Poor website speed is a killer for any website. With today's broadband speeds, consumers no longer accept dialup speed load-times. A slow website can be a sign of a poor quality business, so page speed should be top priority when you design and build your web presence. According to surveys done by Akamai and Gomez.com, half of your visitors expect a website to load in two seconds or less. If your site loads in three seconds, you've already lost 79% of your potential sales. Website speed is the foundation for your site's success. Build a strong website on a fast foundation, and the sky's the limit. Have poor speed, and your website can fall apart at any time.
Every second counts in website design, so even the smallest change can have enormous benefits in terms of speed. One change that's a lot less complex and low cost than many other performance enhancements is caching. Several factors go into site speed, but caching can shave several seconds off of a slow website and decrease page load time to less than 100 milliseconds.
Understanding the Way a Web Page Works
Before you can understand caching and its benefits, you should first understand the way a web page renders in a user's browser.
Each time a customer types your business URL into a browser, the browser first does a lookup for the IP address using DNS. After the IP is found, the browser requests the URL's content from the server.
Twenty years ago, it was common for a website to have standard, static HTML pages. These pages did not change regardless of who, when, or where the page was rendered from. There was no database storing information for pages to load. It was just a static page that did not change.
As technology evolved, databases were integrated into web development. Take a standard e-commerce store as an example. The e-commerce pages display products based on a user's queries. Most elements on an ecommerce page are dynamic, including the main content, breadcrumbs, and parts of the navigation menu. Each time a page is requested, the web server makes a call to the database, waits for it to process the query, and retrieves the data. The web server then renders the data on the page dynamically.

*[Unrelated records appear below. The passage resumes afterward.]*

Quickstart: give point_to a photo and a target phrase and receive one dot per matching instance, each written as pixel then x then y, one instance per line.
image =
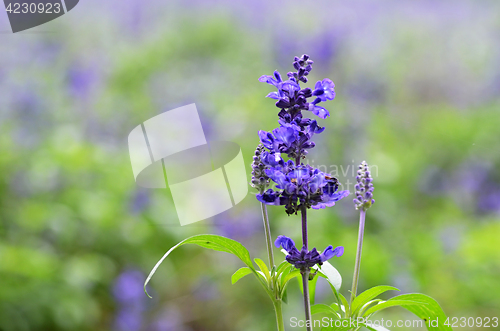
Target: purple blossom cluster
pixel 304 258
pixel 297 185
pixel 364 188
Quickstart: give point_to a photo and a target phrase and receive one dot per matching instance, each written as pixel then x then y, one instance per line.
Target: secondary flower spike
pixel 364 188
pixel 260 181
pixel 304 259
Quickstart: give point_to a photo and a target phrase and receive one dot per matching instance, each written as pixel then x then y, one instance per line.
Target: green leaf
pixel 264 268
pixel 369 294
pixel 240 273
pixel 282 267
pixel 217 243
pixel 331 274
pixel 325 309
pixel 391 303
pixel 430 311
pixel 290 276
pixel 312 288
pixel 345 304
pixel 367 305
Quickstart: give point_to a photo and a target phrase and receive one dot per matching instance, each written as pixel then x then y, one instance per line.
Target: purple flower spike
pixel 304 259
pixel 324 90
pixel 286 243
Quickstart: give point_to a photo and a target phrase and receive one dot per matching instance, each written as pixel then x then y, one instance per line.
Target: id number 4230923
pixel 32 8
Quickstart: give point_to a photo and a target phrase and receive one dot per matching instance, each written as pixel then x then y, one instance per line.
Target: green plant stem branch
pixel 358 254
pixel 307 300
pixel 267 230
pixel 305 273
pixel 303 212
pixel 279 315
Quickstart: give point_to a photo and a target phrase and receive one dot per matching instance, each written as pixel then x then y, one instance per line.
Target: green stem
pixel 279 315
pixel 305 272
pixel 267 230
pixel 358 254
pixel 307 300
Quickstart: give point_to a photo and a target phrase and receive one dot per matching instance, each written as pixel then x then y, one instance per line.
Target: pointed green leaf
pixel 263 268
pixel 217 243
pixel 391 303
pixel 240 273
pixel 345 304
pixel 321 308
pixel 431 310
pixel 282 267
pixel 369 294
pixel 290 276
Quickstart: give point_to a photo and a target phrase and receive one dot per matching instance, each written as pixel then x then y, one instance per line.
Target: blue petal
pixel 273 95
pixel 286 243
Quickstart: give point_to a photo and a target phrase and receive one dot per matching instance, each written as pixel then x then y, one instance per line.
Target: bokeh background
pixel 418 96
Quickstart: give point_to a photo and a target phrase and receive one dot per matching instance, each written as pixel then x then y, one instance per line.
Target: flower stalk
pixel 305 271
pixel 358 255
pixel 279 314
pixel 267 231
pixel 363 201
pixel 307 300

As you can probably guess, a dynamic page takes much longer to load because of the processing time between sending a query to the database server, waiting for it to process the request and then waiting for it to return the data. The entire process takes milliseconds, but it leaves a lot open for performance degradation. Too little bandwidth, poor programming, or a slow database can hinder performance.
How Caching Works
Caching speeds up your site by storing these files in RAM (AKA "cache"). Loading content from RAM is much faster than loading from a hard drive. Since static files don't change, the server moves them to RAM, so each time the content is requested it's loaded from the fastest storage component available on the server.
With page caching, you can also store dynamic pages that still load dynamic content but where that content remains the same for a long period of time. For instance, your navigation page could be dynamic but it stays the same until you deploy an upgrade. Caching stores common dynamic pages and their data that are requested frequently. Any page stored in cache (RAM) speeds up the website load-times, but remember that each page uses some of your memory. You should determine which pages are requested frequently enough to cache them, because too much caching can exhaust server resources.
WordPress also has an internal API that allows a developer to control caching objects. Developers can create plugins specifically for WordPress sites and reduce the number of times pages make calls to the database.
Testing Your Site
You might not know if your site needs to use caching, or that it's loading too slow. There are two main testing tools on the market.
Google PageSpeed Insights is a speed tool that tests your site on both desktop and mobile devices. It even gives you suggestions on what you can do to speed up your site. Compression, caching, and minifying elements are three areas Google will give you advice on should your pages load too slowly
Another major tool is GTmetrix. It's less popular because it's based on Yahoo's speed guidelines. It's still a good way to ensure that you've covered all possibilities for your site's performance.
Remember that you don't need to comply with every suggestion. If your pages load quickly, then having compressed images or browser caching might not be necessary. It's up to you and your developer to decide which caching options are necessary to keep a site within recommended load times.
If you’re curious about facts and results, WP Dev Shed has an excellent table of speed results from various plugins on the market. The table should help you decide which one is best for your site.
WordPress also has an API that lets developers manipulate cached objects, so you can customize caching using a developer and some innovation. If you want the fastest speeds available for your site and customers, caching is an inexpensive way to give your WordPress site a speed boost.